Coming from the south, I grew up watching football. A lot of football. My brothers played, my dad coached, my sisters and I were cheerleaders… it was ridiculous how much time I spent looking at those crisp green and white fields.
Yet, it all paid off in that exact moment, in Starbucks, when I realized that instead of creating campaigns, I needed to be creating a playbook… a playbook of paths I wanted my prospects to take, across all our channels, that could be executed by marketing technology whenever they were needed.
- What’s the play for someone who visits our tradeshow booth and wants a demo?
- What’s the play for someone who visits our tradeshow booth and just wants a t-shirt?
- How do I move these guys down the field, play-by-play, until we win the game… I mean, close the deal?
And it doesn’t stop with prospects. I need a whole different playbook for my customers, so I can take them from one-time purchasers to advocate. The Patriots have won 10 games this season (there’s that Boston influence), but they’re gunning for another Superbowl ring, and so should us marketers.

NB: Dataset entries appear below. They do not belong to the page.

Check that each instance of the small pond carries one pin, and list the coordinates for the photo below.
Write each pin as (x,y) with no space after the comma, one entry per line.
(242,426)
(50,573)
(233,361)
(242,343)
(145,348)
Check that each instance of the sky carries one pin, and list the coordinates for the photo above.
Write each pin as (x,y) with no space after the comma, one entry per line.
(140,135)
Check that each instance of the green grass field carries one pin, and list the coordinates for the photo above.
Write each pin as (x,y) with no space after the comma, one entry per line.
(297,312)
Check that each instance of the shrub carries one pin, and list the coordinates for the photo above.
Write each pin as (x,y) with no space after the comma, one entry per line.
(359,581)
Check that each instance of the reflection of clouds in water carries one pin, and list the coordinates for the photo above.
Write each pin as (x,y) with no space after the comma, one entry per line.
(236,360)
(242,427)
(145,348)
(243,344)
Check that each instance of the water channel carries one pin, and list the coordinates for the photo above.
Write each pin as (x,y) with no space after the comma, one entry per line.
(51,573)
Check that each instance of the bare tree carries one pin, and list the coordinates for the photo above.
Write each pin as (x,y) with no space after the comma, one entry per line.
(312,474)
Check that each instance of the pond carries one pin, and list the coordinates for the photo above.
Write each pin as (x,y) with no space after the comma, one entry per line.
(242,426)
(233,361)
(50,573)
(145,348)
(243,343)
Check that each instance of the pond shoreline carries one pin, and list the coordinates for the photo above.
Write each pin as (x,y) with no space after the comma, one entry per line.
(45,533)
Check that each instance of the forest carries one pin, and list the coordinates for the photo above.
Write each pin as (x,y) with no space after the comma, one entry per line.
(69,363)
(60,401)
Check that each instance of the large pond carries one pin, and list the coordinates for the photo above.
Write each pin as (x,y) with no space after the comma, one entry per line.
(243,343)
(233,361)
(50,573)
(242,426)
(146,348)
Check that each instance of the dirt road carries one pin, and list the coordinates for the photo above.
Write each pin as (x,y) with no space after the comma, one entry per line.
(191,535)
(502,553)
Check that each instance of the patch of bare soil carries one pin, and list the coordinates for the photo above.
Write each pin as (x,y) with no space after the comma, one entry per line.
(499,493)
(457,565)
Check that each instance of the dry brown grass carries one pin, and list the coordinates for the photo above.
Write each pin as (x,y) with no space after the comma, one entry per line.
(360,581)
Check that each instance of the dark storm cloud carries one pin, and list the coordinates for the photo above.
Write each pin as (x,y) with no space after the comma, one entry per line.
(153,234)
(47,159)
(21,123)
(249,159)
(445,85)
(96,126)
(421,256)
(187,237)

Which marketing technologies do think will be most disruptive to Demand Gen practitioners and B2B marketing in general in 2016?
I never loved the word disruptive to describe marketing technology. It always reminded me of unruly kids who cause a lot of noise, a lot of chaos, who have me running for the Advil bottle (or the scotch bottle, but again, I digress).
I believe most of the emerging MarTech tools are going to be extremely helpful as we all try to reach that true multi-channel goal. I’m in love with Jon Miller’s approach to ABM and can’t wait to see how Engagio takes off. Terminus is another ABM tool worth checking out – their ability to connect CRM data with display and social information is pretty sweet.
Next, everyone in my office knows I’m obsessed with Uberflip, even though they’re a content engine, but from a demand perspective, if I can move away from landing pages and give my prospects the ability to click around, and really get to know our business, well, that’s a play I’ll run all day long.
Finally, I think programmatic advertising is going to continue to gain traction with digital marketers, giving us that ability to send the right message at the exact right time. Cue the angelic choir.